It's Thyme For Slow-Cooker Beef Stew

I'm not impressed with any of the recipes I've tried out over the last few years, so I've gone and developed my own. Well, I'm developing my own; it may take some tweaking. Here it is as stands:

November 1, 2009 Version
Thyme For Slow-Cooker Beef Stew

2 lbs of your favorite cut of beef for stew, cut into 1-inch cubes
1/2 cup whole wheat flour (you have my permission to use all-purpose if you prefer)
1/4 tsp sea salt
1/2 tsp freshly ground black pepper
2 Tbsp olive oil
1 to 2 bay leaves (depending on preference)
1/2 tsp dried thyme
1/2 tsp dried rosemary, finely chopped
1/2 tsp garlic powder
1/8 cup Bragg's Liquid Aminos (use low-sodium soy sauce if you must)
3-4 cups good quality beef broth
1/2 to 3/4 of a small bag of baby carrots (hey, it saves time!)
1 large onion, chopped
2 pounds of diced potatoes (I like 'em home grown.)
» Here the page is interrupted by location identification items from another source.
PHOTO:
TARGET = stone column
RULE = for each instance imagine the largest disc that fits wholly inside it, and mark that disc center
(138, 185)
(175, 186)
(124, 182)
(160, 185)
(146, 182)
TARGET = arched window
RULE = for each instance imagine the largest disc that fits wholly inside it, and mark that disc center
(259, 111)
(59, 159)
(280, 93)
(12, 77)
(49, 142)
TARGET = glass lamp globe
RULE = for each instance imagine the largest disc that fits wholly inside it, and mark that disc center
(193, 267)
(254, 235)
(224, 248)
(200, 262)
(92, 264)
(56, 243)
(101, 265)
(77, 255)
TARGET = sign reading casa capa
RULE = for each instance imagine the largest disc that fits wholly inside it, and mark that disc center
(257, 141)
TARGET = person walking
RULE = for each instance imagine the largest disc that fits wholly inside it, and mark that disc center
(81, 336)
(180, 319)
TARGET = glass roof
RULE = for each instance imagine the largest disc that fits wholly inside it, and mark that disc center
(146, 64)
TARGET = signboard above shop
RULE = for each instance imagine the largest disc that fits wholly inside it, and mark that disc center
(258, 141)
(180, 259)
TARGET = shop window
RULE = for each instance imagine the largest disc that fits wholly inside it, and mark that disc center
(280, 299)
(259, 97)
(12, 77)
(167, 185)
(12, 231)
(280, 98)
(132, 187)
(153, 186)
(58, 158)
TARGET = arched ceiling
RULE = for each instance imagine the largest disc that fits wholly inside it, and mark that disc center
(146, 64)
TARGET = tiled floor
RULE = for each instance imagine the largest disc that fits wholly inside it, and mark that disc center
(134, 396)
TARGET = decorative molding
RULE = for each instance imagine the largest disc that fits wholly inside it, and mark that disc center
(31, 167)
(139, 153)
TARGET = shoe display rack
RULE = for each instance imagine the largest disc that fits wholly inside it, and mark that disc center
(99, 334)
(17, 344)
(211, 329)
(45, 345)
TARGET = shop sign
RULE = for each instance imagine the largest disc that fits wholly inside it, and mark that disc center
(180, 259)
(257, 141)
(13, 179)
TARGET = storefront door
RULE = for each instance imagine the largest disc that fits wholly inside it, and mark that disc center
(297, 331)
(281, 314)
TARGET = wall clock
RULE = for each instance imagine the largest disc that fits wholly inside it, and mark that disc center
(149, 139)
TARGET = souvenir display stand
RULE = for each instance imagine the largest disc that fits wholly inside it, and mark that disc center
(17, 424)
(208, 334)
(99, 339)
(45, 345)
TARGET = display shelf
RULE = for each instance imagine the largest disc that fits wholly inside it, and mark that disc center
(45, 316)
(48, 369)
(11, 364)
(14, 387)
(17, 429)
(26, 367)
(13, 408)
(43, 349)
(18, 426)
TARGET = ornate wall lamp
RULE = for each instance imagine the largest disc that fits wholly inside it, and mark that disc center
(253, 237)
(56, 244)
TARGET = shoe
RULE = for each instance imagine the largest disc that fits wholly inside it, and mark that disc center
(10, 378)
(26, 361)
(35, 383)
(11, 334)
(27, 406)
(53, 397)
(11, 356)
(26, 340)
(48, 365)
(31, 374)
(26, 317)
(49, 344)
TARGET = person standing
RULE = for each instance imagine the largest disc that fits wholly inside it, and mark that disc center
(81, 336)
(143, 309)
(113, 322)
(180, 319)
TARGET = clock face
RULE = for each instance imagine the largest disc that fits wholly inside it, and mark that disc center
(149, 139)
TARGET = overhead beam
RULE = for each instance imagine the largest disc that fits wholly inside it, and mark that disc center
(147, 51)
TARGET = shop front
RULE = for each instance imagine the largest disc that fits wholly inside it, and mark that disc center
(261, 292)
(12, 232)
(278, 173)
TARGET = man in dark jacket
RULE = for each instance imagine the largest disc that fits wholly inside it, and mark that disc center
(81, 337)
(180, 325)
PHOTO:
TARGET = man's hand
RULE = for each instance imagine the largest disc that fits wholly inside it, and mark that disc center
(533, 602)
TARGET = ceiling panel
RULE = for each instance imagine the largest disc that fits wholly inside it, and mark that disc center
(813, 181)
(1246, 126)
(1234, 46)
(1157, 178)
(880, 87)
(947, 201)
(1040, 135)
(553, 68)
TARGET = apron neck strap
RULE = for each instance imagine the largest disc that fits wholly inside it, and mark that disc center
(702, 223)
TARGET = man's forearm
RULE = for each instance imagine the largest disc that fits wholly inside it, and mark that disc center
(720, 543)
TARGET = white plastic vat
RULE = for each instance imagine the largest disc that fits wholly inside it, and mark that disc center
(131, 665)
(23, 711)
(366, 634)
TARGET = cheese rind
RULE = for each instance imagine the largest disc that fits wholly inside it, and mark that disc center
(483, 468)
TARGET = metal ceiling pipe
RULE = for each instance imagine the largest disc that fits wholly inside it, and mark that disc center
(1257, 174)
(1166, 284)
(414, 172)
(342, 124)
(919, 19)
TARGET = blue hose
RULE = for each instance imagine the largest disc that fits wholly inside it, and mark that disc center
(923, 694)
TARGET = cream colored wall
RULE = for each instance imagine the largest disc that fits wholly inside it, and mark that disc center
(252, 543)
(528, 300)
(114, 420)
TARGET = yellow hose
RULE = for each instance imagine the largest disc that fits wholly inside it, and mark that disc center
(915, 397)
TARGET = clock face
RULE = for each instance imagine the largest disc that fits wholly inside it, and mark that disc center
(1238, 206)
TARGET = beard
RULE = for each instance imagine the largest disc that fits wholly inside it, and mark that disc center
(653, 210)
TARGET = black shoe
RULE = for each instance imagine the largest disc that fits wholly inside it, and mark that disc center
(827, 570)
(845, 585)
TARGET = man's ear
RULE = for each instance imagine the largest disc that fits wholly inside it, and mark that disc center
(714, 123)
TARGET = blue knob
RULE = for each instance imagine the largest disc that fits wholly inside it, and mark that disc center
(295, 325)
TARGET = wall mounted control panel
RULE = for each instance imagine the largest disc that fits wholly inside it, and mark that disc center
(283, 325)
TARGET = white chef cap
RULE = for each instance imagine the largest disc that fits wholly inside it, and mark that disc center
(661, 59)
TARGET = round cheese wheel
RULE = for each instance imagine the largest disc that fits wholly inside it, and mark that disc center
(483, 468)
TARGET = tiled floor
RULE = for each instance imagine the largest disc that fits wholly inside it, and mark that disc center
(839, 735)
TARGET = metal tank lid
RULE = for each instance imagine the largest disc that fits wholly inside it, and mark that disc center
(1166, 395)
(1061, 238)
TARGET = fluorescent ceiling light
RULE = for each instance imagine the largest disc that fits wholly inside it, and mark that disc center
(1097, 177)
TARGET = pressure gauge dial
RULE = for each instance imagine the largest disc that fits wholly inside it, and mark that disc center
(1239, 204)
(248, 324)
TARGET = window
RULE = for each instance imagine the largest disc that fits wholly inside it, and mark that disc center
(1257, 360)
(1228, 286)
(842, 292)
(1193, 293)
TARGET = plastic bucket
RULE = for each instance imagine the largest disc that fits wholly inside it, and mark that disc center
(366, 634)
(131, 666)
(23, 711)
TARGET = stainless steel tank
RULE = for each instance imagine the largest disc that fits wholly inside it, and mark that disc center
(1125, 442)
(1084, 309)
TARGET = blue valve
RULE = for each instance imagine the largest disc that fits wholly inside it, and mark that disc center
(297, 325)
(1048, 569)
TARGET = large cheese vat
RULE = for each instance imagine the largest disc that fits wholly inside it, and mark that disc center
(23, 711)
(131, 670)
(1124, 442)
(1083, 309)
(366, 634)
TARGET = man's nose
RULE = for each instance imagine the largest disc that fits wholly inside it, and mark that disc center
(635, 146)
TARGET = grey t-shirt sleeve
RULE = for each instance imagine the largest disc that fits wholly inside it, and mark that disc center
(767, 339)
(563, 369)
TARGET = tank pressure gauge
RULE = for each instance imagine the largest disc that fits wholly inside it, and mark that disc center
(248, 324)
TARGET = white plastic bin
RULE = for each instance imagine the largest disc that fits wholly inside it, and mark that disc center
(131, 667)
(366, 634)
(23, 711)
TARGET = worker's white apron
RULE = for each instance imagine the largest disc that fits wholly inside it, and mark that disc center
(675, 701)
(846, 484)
In a bowl, mix the flour, salt and pepper. Dredge the beef in the flour mixture.

Heat the olive oil in a skillet. Add the beef to the hot skillet and cook until all sides are nicely browned.

In a 4-quart slow-cooker, combine the browned beef and the rest of the ingredients. Cook over low heat for 8 hours, or on high for 4 hours.

If you added too much beef broth and it's more soupy than stewy (ok, I made that word up) you can use a cornstarch roux to thicken it up a bit.